Por dia, cinco orações devem ser
feitas, nos seguintes horários: 5h30, 12h30, 16h, 18h10 e 20h. No caso do homem
estar distante da mesquita em um desses momentos, deve rezar onde quer que
esteja.
As mulheres não se juntam aos
homens no momento das orações, para evitar distração de ambos. Elas podem rezar
em qualquer lugar, não sendo obrigadas a frequentar o local, mas possuem um
espaço exclusivo, espécie de mezanino instalado acima do salão dos homens.
Com capacidade para 1.000
pessoas, projeto prevê a ampliação da área devido ao crescimento de muçulmanos
que procuram a mesquita.
O templo é mantido pela Sociedade
Islâmica de Beneficência Abu Bakr Assidik, nome do primeiro califa do Islã,
companheiro do profeta Muhammad e professa o lema Em nome de Deus clemente e
misericordioso. Lá, por meio da Sociedade Islâmica, também são oferecidos
ensino da religião e diversas atividades culturais.

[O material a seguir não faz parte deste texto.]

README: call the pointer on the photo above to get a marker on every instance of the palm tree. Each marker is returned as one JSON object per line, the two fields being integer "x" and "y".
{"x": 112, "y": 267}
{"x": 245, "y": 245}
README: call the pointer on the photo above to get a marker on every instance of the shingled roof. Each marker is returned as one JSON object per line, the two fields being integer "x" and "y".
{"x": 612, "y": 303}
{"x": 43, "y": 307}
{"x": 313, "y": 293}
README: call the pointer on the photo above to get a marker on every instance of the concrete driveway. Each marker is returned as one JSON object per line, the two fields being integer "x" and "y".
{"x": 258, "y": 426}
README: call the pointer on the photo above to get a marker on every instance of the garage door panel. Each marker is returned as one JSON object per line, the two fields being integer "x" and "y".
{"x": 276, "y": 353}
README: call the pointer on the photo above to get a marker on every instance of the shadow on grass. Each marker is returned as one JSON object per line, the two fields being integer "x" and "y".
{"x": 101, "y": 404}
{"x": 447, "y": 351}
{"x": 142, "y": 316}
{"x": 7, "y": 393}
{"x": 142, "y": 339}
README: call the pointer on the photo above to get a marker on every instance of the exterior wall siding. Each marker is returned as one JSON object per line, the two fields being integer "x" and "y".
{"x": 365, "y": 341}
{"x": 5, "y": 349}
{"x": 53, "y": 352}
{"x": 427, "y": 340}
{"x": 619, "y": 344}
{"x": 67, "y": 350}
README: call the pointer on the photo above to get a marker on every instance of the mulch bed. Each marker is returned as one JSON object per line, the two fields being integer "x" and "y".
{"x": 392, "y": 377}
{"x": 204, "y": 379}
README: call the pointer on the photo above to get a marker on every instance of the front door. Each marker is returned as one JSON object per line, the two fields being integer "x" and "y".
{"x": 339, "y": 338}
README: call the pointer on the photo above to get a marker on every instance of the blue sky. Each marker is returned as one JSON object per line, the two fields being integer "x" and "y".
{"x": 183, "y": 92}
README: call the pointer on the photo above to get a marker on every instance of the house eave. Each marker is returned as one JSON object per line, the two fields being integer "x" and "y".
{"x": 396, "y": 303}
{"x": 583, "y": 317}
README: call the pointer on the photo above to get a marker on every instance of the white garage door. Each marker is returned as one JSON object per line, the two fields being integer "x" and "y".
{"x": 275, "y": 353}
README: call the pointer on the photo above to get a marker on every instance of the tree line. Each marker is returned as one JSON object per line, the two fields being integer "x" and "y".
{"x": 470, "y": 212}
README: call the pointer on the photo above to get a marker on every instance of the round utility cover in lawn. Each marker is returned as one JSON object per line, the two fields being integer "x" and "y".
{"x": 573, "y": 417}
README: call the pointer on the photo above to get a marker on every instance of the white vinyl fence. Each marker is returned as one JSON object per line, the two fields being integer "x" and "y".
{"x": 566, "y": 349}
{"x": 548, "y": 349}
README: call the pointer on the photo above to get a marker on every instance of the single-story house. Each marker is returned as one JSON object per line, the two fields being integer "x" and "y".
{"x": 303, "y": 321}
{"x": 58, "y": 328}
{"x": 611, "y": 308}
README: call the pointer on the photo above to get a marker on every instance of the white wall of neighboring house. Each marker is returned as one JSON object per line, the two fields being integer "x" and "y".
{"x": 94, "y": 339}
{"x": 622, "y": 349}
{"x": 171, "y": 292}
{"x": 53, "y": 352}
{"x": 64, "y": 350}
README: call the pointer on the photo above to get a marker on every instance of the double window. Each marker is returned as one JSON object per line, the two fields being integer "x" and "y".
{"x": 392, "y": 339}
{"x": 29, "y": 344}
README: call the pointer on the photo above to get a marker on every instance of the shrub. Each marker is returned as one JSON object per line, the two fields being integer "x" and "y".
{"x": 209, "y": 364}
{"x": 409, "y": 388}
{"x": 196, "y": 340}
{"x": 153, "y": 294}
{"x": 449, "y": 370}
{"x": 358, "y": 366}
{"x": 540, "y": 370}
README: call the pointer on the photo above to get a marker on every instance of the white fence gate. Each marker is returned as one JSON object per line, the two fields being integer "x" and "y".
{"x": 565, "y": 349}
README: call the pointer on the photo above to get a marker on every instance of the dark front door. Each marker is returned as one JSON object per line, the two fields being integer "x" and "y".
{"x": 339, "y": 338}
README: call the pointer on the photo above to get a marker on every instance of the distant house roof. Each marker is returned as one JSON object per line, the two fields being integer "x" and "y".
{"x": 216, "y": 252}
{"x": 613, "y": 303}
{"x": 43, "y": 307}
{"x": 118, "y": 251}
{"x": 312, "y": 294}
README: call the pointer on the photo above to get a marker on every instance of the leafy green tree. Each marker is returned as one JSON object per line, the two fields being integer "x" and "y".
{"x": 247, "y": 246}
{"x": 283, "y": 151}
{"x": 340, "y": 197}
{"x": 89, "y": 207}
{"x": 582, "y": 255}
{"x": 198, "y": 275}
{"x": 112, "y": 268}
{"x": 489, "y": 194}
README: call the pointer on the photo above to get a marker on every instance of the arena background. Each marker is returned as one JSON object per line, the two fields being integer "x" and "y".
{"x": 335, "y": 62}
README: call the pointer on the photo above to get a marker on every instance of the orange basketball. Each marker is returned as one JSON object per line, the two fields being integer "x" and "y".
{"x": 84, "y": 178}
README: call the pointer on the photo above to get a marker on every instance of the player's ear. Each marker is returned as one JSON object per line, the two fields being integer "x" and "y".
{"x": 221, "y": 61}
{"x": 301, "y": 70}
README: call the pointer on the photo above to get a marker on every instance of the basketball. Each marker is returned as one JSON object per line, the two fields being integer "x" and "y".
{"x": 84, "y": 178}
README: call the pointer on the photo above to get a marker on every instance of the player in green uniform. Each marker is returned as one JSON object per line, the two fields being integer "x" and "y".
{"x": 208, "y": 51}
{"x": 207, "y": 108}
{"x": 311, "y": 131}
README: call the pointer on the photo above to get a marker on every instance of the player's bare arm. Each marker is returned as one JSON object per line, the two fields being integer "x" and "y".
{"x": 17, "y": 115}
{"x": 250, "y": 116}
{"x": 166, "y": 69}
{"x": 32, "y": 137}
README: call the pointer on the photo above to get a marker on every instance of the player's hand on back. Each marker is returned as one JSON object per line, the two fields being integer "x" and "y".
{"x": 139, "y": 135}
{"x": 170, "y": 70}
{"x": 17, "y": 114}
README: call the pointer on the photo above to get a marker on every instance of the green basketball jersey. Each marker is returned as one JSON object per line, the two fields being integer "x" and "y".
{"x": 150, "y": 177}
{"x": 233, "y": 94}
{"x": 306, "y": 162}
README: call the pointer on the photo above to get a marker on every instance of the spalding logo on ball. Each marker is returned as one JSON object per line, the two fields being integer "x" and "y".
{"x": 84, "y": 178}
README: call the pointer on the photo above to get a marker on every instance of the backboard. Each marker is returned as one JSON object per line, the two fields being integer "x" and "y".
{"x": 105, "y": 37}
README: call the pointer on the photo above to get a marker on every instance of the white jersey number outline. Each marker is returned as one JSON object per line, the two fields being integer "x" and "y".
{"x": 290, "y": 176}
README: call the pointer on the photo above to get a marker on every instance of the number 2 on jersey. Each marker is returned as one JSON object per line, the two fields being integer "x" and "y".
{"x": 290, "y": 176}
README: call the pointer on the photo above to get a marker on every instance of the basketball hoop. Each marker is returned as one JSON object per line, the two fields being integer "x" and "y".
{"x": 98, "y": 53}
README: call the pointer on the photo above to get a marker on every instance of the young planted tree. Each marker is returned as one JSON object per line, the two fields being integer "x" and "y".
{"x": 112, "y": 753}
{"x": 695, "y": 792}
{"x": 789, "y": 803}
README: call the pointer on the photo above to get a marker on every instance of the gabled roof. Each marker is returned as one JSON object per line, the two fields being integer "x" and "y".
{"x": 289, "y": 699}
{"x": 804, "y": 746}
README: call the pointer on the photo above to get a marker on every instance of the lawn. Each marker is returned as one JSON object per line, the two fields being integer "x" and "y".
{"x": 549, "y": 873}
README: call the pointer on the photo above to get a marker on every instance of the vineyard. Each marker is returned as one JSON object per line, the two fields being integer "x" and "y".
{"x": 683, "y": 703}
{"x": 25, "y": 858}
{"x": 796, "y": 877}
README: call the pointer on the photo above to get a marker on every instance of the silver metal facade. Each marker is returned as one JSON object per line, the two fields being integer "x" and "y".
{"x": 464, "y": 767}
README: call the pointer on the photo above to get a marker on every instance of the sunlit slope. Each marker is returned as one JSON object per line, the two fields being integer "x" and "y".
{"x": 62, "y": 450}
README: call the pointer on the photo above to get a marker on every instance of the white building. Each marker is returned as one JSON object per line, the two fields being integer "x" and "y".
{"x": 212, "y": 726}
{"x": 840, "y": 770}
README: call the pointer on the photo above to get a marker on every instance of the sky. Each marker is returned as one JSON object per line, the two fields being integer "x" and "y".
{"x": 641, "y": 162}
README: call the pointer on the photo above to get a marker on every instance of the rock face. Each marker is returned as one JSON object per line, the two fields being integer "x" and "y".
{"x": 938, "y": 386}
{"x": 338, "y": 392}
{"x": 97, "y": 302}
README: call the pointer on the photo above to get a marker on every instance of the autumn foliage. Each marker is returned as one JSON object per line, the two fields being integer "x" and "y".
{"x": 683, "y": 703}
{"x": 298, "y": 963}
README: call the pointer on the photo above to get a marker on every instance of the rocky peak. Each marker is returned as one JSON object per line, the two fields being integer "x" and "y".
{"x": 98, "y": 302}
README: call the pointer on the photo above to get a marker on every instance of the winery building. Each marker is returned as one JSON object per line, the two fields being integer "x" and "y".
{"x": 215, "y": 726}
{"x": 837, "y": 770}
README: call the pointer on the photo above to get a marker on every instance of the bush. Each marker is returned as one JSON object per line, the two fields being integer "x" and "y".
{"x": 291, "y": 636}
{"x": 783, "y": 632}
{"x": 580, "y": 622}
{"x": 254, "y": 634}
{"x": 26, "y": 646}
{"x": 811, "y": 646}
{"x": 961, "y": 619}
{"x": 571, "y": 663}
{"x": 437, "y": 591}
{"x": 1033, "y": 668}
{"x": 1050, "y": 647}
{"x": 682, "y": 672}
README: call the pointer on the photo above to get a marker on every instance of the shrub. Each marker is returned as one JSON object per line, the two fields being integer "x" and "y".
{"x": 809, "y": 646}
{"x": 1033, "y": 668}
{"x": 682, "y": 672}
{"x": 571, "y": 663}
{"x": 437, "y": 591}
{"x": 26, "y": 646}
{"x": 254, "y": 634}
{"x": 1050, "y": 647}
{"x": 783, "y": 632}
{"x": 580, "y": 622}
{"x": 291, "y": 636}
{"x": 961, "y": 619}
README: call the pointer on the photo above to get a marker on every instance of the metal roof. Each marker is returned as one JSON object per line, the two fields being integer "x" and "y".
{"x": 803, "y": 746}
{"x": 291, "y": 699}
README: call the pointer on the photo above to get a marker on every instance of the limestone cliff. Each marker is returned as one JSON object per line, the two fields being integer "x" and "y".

Estádio foi palco de atos políticos e lutas sindicais durante a
ditadura
Embora seja um bairro com forte
presença muçulmana, a Vila Euclides foi cenário de um dos momentos mais
marcantes da história brasileira. O Estádio 1º de Maio, localizado na Rua Olavo
Bilac, sediou não apenas jogos de futebol, mas também inúmeros atos políticos e
protestos de trabalhadores.
Inaugurado em 20 de agosto de
1968, o espaço ganhou notoriedade 11 anos depois, com a maior greve do País,
que atraiu ao local mais de 70 mil metalúrgicos do Grande ABC.
A área foi tomada pela polícia,
que reprimiu os grevistas, liderados pelo então metalúrgico Luiz Inácio Lula da
Silva.
No dia 30 de janeiro de 2011, na
condição de ex-presidente do Brasil, após oito anos de governo, Lula voltou ao
1º de Maio, em duelo entre São Bernardo e Corinthians, pela quinta rodada do
Campeonato Paulista. Na ocasião, a convite da Prefeitura, ele reinaugurou o
estádio, que tem capacidade para 17 mil pessoas.